I have searched for quite a long time and I am not sure how to do the transitive closure. The question is from my teacher is:
Given the set A={1,2,3,4} and the relation {(1, 2), (2, 1), (2, 3), (3, 4), (4, 1)}, do the transitive closure.

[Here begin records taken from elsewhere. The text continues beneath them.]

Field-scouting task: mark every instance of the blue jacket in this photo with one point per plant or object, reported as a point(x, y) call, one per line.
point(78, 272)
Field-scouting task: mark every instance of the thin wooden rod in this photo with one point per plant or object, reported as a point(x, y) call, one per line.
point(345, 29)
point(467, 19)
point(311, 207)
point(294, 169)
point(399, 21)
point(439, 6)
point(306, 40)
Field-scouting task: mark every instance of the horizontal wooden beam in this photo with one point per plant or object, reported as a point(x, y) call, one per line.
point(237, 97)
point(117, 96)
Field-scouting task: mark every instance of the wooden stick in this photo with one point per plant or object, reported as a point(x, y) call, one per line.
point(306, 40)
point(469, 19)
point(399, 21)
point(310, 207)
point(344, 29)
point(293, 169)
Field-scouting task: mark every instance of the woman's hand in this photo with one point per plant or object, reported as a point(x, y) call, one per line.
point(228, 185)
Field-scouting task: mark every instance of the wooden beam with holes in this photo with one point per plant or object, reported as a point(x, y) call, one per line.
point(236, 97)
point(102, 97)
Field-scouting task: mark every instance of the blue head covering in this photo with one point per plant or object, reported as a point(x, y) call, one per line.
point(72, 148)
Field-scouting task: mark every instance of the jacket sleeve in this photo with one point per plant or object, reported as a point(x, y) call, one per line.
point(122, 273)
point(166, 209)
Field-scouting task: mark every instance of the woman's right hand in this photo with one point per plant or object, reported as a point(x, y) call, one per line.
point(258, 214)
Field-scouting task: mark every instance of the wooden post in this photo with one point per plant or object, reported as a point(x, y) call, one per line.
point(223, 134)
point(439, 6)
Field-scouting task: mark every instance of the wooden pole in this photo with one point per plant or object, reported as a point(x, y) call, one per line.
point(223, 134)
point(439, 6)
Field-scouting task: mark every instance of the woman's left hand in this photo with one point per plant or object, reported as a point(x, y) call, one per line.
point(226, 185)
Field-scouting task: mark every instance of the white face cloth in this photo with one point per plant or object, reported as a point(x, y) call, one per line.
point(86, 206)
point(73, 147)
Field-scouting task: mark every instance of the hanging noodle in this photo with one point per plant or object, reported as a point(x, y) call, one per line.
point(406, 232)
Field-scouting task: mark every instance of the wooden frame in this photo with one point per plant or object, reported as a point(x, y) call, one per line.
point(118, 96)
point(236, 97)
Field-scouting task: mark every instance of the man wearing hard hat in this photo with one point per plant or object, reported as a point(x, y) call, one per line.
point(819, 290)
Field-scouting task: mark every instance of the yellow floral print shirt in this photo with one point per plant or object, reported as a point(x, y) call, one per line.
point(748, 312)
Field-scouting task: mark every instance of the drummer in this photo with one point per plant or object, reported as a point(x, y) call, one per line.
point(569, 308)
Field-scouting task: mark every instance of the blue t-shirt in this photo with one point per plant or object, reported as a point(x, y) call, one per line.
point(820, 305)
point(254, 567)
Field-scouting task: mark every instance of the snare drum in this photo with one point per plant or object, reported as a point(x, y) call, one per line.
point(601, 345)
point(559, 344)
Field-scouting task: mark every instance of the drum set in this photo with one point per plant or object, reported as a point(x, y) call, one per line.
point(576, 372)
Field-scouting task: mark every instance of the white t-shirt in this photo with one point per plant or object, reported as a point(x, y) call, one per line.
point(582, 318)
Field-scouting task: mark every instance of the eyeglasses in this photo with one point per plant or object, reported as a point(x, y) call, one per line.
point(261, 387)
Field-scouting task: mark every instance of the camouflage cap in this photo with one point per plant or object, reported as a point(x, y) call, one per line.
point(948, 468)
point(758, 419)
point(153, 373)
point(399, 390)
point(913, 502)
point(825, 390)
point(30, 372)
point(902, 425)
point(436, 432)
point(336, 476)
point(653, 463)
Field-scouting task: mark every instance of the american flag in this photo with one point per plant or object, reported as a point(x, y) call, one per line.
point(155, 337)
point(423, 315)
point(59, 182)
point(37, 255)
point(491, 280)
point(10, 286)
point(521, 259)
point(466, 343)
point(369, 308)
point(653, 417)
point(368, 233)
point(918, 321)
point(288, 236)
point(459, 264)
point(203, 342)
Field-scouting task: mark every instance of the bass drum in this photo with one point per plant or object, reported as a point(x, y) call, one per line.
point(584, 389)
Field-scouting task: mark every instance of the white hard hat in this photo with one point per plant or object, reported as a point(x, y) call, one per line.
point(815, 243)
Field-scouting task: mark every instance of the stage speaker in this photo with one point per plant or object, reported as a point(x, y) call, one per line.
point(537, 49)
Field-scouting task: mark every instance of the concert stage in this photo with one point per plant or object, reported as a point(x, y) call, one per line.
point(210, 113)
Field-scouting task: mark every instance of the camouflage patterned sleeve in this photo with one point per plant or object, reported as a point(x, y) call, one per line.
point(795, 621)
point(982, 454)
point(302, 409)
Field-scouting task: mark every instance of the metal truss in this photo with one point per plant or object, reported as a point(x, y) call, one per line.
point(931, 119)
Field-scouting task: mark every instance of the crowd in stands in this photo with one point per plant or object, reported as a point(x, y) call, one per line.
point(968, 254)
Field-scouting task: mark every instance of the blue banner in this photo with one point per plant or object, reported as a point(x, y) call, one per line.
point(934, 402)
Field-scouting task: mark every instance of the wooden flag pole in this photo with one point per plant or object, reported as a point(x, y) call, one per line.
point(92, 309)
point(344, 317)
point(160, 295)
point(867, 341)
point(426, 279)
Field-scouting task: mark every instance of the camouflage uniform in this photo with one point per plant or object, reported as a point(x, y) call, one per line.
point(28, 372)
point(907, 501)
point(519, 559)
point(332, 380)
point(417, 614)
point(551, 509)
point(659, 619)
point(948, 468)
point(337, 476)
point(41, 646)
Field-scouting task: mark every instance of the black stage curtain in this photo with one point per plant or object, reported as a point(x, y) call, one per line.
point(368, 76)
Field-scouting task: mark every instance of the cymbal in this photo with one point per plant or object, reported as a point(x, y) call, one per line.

My first approach was, since, the transitve closure $R^+$ = $\bigcup^n_{i=1}R^i$ where n is the number of elements in the set A, I could do $M_{R^I}$ = $M_R \cup M^2_R \cup M^3_R \cup ... \cup M^n_R$.
Doing the first matrix of $M_R$ I get $$ \begin{pmatrix} 0 & 1 & 0 & 1 \\ 1 & 0 & 0 & 0 \\ 0 & 1 & 0 & 0 \\ 0 & 0 & 1 & 0 \\ \end{pmatrix} $$
...
$M^4_R$
$$ \begin{pmatrix} 1 & 0 & 1 & 0 \\ 0 & 1 & 0 & 0 \\ 1 & 0 & 1 & 0 \\ 0 & 1 & 0 & 1 \\ \end{pmatrix} $$
Doing the reunion of the matrices from $M^1_R$ until $M^4_R$ I get a 4x4 matrix with all 1's. This meaning that the transitive closure of this relation would be all the elements connected. Is my answer correct? If not could you please tell if the problem is my approach (and suggest another) or my matrix multiplication?
Thanks, suggestions welcome!
The transitive closure is the relation that shows which nodes are reachable from a given node. Since the path $1 \to 2 \to 3 \to 4 \to 1$ exists it follows that any node can reach any other node and so $R = A^2$.